Authors: Tianwei Yin, Michaël Gharbi, Richard Zhang, Eli Shechtman, Fredo Durand, William T. Freeman, Taesung Park

What

This paper introduces Distribution Matching Distillation (DMD), a method for converting a diffusion model into a one-step image generator with minimal quality loss by minimizing the KL divergence between real and generated image distributions using a pair of diffusion models.

Why

This paper is important because it addresses the slow sampling speed of diffusion models, enabling near-real-time image generation with quality comparable to traditional multi-step methods.

How

The authors train a one-step generator with a distribution matching loss, estimated from scores derived from two diffusion models, and a regression loss based on a pre-computed dataset of noise-image pairs from the original diffusion model.

Result

DMD outperforms existing diffusion distillation techniques, achieving FIDs of 2.62 on ImageNet 64x64 and 11.49 on zero-shot COCO-30k, comparable to Stable Diffusion but significantly faster (20 FPS).

LF

Limitations include a minor quality gap compared to multi-step diffusion and challenges in generating text and fine details.
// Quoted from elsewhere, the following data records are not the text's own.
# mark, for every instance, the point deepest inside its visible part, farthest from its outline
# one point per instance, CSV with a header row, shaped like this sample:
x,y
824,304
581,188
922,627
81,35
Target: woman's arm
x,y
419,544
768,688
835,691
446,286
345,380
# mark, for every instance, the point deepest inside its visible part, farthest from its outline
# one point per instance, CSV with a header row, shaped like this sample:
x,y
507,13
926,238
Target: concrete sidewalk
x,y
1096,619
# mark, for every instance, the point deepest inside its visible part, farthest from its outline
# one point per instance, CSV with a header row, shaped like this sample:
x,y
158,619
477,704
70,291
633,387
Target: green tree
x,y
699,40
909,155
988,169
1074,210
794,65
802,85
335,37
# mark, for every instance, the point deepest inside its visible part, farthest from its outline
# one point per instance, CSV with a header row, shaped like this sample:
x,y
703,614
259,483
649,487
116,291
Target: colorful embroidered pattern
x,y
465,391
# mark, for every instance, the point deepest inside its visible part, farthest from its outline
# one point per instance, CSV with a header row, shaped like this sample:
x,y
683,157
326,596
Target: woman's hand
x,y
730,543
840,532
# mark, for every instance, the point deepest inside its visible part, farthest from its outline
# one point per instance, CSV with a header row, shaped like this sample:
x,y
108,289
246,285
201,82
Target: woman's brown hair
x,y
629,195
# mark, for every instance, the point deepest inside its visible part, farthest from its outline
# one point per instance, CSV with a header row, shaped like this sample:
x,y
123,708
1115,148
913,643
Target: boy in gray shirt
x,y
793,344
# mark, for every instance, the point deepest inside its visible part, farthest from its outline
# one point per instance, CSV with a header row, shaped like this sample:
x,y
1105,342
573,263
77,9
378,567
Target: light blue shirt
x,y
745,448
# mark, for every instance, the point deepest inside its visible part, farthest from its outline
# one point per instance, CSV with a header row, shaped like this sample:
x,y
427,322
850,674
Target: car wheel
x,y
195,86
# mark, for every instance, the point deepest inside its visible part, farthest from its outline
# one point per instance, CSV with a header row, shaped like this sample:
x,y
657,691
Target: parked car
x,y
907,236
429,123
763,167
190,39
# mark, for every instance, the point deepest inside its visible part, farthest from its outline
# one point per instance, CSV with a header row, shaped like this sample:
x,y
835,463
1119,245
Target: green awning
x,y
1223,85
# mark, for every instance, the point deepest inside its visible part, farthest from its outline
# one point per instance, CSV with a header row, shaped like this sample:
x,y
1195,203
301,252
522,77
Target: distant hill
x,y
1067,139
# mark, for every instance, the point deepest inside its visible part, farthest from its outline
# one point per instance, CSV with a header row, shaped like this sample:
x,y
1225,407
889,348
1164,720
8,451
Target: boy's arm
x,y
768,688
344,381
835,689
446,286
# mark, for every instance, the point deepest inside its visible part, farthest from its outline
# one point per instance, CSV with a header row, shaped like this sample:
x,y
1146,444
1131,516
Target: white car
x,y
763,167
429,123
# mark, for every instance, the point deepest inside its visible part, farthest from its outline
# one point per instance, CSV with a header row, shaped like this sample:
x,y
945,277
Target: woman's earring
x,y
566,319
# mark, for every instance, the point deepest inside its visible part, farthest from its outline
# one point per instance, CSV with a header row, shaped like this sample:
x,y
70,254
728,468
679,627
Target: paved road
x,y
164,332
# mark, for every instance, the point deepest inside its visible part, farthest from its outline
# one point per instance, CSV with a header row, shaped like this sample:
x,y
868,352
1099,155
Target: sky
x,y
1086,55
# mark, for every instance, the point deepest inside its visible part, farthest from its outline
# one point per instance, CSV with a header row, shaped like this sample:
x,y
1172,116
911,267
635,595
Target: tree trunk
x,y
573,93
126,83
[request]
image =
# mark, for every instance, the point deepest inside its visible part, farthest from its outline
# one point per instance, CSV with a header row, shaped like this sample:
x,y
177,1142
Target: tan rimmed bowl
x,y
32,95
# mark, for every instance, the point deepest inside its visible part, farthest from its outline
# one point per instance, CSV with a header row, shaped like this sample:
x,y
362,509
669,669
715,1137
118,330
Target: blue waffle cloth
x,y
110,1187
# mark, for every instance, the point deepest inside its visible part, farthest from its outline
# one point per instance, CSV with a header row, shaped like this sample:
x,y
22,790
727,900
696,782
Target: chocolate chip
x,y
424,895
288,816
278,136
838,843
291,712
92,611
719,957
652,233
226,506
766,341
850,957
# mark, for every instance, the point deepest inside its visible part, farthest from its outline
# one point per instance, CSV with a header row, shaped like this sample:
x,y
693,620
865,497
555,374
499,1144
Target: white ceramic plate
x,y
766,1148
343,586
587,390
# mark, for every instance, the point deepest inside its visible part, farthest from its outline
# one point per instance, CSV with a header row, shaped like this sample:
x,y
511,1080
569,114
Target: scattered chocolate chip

Future work involves distilling more advanced models and exploring variable guidance scales.

Abstract

Diffusion models generate high-quality images but require dozens of forward passes. We introduce Distribution Matching Distillation (DMD), a procedure to transform a diffusion model into a one-step image generator with minimal impact on image quality. We enforce the one-step image generator match the diffusion model at distribution level, by minimizing an approximate KL divergence whose gradient can be expressed as the difference between 2 score functions, one of the target distribution and the other of the synthetic distribution being produced by our one-step generator. The score functions are parameterized as two diffusion models trained separately on each distribution. Combined with a simple regression loss matching the large-scale structure of the multi-step diffusion outputs, our method outperforms all published few-step diffusion approaches, reaching 2.62 FID on ImageNet 64x64 and 11.49 FID on zero-shot COCO-30k, comparable to Stable Diffusion but orders of magnitude faster. Utilizing FP16 inference, our model generates images at 20 FPS on modern hardware.